Nvidia is highlighting its consumer GPU strengths for so-called “local” AI, which can operate on personal computers or laptops regardless of location.
These processors have long been Nvidia’s bread and butter, designed to run video games, but the company claims that this year’s graphics cards have been upgraded to run AI models without transmitting data back to the cloud. The new chip may be utilized to generate images in Adobe Photoshop’s Firefly generator, erase backdrops in video chats, and even create games with AI-generated speech.
Last year, Nvidia found itself at the epicenter of the artificial intelligence boom, as its high-end server graphics processors, such as the H100, became critical for the deployment and training of generative AI such as OpenAI’s ChatGPT. Nvidia is now emphasizing its strengths in consumers’ GPUs for so-called “local” AI, which may run on a PC or laptop at home or in the office.
On Monday, Nvidia unveiled three new graphics cards, the RTX 4060 Super, RTX 4070 Ti Super, and RTX 4080 Super, with prices ranging from $599 to $999. These GPUs contain additional “tensor cores” for running generative AI applications. Nvidia will also include graphics cards in laptops from Acer, Dell, and Lenovo.
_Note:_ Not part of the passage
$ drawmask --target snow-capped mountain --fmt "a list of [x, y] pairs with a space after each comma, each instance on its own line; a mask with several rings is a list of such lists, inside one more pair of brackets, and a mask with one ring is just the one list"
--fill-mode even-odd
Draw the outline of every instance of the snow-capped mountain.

Demand for Nvidia’s enterprise GPUs, which cost thousands of dollars each and are frequently sold in systems with eight GPUs collaborating, drove up overall Nvidia sales and resulted in a market worth more than $1 trillion.
Nvidia’s bread and butter has historically been GPUs for PCs, targeted at operating video games, but the company says this year’s graphics cards have been upgraded with a focus on running AI models without transmitting data back to the cloud.
According to the business, the latest consumer-level graphics chips are going to be largely utilized for gaming, but they can also rip through AI applications. Nvidia, for example, claims that the RTX 4080 Super can output “AI video 150% faster” compared to the previous-generation model. Other software enhancements disclosed lately by Nvidia will make massive language model processing up to five times faster.
“With 100 million RTX GPUs shipped, they provide a massive installed base for powerful PCs for AI applications,” Nvidia’s senior director of product management, Justin Walker, told reporters during a press briefing.
Nvidia anticipates that new AI applications will develop over the next year to capitalize on the additional horsepower. Microsoft is anticipated to deliver Windows 12, a new version of Windows that can take advantage of AI technology, later this year.
Walker claims that the newly developed chip can be used to make images on Adobe Photoshop’s Firefly generator or to erase backgrounds from video chats. Nvidia is also developing tools to enable game developers to incorporate generative AI in their products, such as generating conversation from a nonplayer character.
Server vs. Edge
Nvidia’s chip releases this week illustrate that, while the business is best known for large server GPUs, it will also compete in local AI with Intel, AMD, and Qualcomm. All three have revealed new chips that will power so-called “AI PCs” with machine learning-specific components.
Nvidia’s approach comes at a time when the technology sector is figuring out the best method to deploy generative AI, which demands a massive amount of computational power and may be extremely expensive to run on cloud services.
One technical solution suggested by Microsoft and Nvidia competitors is the “AI PC,” also known as “edge computing.” Instead of employing powerful supercomputers over the internet, smartphones will contain increasingly powerful AI chips that can “run so-called large language models or image generators, albeit with some trade-offs and weaknesses”.
Nvidia suggests apps that can employ a cloud model for difficult issues and a local AI model for short jobs. “Nvidia GPUs in the cloud can be running really big large language models and using all that processing power to power very large AI models, while at the same time, RTX tensor cores in your PC are going to be running more latency-sensitive AI applications,” said Walker from Nvidia.
The business said that their new graphics cards would be able to be transported to China, satisfying export rules. This provides a substitute for Chinese researchers and companies who are unable to obtain Nvidia’s most powerful server GPUs.